Software RAID 5 or something else?

Robin Laing Robin.Laing at drdc-rddc.gc.ca
Fri Jan 23 20:36:43 UTC 2009


Alan Cox wrote:
>> So considering that, what do you gain from dedicated hardware for RAID?  
>> You get a commercially supported RAID software and hardware package, and 
>> you get to unload a bit of CPU from the main system.
> 
> The big thing it saves you on in RAID 1 & 5 is memory bandwidth, and in
> RAID5 doubly so for the XOR costs. The second thing it helps with is bus
> bandwidth as each chunk of data crosses the PCI(X) bus once.
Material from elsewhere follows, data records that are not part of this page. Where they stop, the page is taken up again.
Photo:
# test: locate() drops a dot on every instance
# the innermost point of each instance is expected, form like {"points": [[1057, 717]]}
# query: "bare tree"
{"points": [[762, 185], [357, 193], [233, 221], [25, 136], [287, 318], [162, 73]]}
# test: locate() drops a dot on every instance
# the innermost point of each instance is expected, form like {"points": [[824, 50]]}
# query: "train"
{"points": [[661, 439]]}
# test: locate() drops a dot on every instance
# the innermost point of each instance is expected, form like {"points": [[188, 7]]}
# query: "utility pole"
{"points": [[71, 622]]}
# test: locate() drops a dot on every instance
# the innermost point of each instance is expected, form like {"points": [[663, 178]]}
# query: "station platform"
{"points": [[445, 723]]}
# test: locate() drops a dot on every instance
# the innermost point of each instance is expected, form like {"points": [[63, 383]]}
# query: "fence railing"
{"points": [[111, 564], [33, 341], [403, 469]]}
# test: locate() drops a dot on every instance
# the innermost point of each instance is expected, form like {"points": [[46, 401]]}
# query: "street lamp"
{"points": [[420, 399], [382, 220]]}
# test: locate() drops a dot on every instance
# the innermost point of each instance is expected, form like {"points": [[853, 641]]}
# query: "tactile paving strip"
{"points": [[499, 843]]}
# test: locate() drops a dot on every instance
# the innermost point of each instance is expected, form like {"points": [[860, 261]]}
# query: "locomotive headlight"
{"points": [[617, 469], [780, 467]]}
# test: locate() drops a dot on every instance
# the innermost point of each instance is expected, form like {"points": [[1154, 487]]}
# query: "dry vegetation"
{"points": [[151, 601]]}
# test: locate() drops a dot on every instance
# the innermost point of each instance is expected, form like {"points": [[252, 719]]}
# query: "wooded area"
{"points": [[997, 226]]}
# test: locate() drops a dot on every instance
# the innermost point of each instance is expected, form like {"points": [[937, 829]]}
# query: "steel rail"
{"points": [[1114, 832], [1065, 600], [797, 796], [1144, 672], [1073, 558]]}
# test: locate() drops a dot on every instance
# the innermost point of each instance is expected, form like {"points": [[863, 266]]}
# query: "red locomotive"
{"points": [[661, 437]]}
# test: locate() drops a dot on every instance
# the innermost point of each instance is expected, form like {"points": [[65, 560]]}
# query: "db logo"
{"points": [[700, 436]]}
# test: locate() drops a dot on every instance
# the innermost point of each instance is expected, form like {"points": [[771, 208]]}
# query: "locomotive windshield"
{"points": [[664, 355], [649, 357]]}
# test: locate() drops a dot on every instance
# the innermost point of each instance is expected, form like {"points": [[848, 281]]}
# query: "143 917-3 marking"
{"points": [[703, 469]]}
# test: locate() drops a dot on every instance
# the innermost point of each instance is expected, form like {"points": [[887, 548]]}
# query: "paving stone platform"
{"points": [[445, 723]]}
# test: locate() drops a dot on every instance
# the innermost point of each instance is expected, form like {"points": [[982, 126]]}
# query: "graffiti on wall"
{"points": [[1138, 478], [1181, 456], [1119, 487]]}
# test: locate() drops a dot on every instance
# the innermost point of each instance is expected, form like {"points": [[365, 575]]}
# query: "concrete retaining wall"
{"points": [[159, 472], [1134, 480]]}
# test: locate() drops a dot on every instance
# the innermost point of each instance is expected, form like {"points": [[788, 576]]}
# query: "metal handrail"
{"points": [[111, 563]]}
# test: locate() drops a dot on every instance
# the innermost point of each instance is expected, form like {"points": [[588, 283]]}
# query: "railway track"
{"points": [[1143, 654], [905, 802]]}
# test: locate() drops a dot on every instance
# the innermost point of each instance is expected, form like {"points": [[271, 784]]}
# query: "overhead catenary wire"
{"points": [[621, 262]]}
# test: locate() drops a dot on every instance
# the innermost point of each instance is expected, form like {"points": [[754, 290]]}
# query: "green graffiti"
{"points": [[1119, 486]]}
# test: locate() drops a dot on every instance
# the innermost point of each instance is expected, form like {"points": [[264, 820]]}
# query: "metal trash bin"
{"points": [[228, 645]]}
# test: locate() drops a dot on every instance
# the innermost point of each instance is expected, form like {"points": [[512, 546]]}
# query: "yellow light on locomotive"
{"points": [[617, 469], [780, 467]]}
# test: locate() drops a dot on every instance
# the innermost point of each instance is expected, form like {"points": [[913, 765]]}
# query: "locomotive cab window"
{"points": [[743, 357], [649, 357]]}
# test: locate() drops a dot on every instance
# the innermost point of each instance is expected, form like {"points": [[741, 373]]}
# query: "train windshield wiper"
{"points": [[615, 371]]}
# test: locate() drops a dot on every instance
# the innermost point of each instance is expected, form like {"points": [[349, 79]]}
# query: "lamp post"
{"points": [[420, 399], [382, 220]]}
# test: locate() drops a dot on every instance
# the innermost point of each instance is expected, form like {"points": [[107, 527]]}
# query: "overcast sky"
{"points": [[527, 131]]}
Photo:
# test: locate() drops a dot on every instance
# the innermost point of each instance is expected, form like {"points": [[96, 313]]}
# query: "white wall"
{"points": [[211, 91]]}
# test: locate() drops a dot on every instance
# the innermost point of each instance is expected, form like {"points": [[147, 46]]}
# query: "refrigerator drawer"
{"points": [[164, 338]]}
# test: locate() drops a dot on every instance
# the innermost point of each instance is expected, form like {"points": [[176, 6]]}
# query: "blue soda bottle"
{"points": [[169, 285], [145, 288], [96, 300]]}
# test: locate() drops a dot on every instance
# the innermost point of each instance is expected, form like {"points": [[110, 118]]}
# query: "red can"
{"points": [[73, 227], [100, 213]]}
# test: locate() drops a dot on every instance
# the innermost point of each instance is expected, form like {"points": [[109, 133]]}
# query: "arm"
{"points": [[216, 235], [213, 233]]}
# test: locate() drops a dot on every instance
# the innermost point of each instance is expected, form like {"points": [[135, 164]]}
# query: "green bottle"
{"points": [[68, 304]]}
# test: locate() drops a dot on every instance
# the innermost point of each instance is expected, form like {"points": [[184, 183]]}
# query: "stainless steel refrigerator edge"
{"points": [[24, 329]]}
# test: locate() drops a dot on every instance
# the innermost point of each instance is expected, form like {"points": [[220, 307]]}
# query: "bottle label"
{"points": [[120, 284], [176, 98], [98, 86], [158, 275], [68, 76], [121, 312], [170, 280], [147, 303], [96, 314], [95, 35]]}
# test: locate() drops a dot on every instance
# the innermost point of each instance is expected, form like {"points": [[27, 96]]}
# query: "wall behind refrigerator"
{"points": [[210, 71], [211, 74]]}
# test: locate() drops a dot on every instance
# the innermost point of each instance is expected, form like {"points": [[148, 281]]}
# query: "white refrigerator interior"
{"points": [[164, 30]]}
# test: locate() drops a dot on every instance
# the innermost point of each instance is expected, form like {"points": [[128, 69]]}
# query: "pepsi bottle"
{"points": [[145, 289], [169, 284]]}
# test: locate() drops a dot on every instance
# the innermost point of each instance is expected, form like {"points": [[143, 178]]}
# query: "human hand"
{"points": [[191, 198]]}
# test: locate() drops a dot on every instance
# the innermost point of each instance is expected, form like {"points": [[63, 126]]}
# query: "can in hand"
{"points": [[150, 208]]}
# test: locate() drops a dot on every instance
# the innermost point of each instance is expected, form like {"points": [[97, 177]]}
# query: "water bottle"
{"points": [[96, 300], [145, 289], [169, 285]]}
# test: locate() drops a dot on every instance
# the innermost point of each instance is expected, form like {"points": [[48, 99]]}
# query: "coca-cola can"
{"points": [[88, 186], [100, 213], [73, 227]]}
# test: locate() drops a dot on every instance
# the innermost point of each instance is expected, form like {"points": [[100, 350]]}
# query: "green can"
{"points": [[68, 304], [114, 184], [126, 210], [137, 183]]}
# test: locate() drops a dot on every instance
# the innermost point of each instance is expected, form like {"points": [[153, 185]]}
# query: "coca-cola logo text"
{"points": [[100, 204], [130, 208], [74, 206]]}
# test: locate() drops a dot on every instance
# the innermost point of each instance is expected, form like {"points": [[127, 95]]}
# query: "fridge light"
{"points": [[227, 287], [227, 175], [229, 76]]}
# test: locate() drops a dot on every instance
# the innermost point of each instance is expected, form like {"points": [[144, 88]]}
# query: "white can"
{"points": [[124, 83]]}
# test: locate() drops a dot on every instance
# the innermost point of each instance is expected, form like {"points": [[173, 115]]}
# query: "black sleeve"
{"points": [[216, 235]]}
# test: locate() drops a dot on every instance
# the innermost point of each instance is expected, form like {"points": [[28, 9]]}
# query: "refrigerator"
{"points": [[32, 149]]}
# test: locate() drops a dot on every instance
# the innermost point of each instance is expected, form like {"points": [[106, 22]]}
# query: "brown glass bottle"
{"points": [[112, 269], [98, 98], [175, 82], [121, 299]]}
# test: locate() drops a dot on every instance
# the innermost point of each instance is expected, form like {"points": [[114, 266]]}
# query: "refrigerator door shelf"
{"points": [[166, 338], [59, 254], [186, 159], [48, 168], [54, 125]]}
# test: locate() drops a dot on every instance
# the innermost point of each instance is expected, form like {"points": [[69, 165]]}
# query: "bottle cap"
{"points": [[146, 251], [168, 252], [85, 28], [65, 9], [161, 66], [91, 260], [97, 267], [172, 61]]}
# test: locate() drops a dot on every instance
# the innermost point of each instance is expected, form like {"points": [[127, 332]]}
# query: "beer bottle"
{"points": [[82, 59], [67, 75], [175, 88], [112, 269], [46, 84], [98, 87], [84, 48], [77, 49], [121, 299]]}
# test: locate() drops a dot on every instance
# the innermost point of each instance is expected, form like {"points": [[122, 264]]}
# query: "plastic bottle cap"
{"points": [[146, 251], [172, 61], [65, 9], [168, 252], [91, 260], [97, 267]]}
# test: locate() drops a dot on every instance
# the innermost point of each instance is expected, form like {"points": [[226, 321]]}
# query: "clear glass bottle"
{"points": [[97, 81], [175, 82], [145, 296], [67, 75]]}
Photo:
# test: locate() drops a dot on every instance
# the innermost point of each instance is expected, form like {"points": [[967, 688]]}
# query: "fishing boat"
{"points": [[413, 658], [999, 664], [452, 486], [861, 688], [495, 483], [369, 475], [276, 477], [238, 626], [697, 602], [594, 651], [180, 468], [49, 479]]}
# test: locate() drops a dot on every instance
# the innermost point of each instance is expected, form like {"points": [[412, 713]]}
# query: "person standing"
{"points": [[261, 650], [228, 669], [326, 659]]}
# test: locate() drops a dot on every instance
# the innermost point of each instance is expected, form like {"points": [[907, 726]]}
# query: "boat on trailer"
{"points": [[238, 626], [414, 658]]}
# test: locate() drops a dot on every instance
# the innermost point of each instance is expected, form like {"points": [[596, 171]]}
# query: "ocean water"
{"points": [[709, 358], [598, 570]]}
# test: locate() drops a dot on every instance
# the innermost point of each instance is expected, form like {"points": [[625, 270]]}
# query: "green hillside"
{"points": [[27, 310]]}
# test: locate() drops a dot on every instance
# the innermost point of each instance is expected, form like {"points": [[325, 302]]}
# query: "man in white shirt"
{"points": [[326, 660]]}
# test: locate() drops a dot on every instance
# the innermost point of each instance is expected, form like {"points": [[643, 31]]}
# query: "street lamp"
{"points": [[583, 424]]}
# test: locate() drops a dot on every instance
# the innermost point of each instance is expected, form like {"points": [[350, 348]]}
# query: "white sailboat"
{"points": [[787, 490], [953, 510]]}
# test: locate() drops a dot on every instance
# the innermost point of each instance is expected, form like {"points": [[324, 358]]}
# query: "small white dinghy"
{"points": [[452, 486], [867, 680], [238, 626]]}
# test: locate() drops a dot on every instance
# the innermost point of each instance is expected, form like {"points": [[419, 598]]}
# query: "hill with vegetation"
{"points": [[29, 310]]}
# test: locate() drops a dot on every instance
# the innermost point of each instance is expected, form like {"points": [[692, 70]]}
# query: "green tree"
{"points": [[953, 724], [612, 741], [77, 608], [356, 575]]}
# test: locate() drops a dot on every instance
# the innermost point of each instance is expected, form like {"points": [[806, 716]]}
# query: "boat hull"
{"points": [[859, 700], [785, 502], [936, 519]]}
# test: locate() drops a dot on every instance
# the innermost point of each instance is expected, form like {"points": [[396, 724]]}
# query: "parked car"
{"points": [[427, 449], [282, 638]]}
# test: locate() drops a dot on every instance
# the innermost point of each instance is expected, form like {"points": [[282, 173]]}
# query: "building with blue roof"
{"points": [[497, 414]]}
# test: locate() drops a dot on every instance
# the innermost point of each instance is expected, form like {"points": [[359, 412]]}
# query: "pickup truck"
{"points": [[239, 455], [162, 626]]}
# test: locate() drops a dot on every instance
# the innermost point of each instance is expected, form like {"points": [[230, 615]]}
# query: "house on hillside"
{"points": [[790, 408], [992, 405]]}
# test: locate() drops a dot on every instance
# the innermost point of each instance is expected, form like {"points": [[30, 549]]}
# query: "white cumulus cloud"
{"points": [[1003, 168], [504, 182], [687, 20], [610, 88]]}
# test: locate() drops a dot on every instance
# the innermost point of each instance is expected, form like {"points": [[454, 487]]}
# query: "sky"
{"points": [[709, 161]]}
In the PCI
> world that really helped, PCI-X it's less clear.
> 
> The last benefit is a battery backed cache.
> 
>> Considering that the CPU on the card at max performance is probably 1/3 
>> of a core from a modern CPU, then that is not really much of a savings.
>>
>> The real consideration for RAID 5 is survival.  In either situation you 
>> have to have a spare drive, and you have to consider availability of new 
>> drives to match them in the future.
> 
> Bigger ones will do
> 
> Alan
> 

There is a study that was done on RAID 5 and larger drives and a problem 
has surfaced.

RAID 5 May Be Doomed in 2009
http://www.tomshardware.com/news/RAID-5-Doomed-2009,6525.html

A drive failure could be the end of your data because the array cannot 
be rebuilt due to errors during the rebuild.

Maybe it is a better idea to create a mirror backup procedure.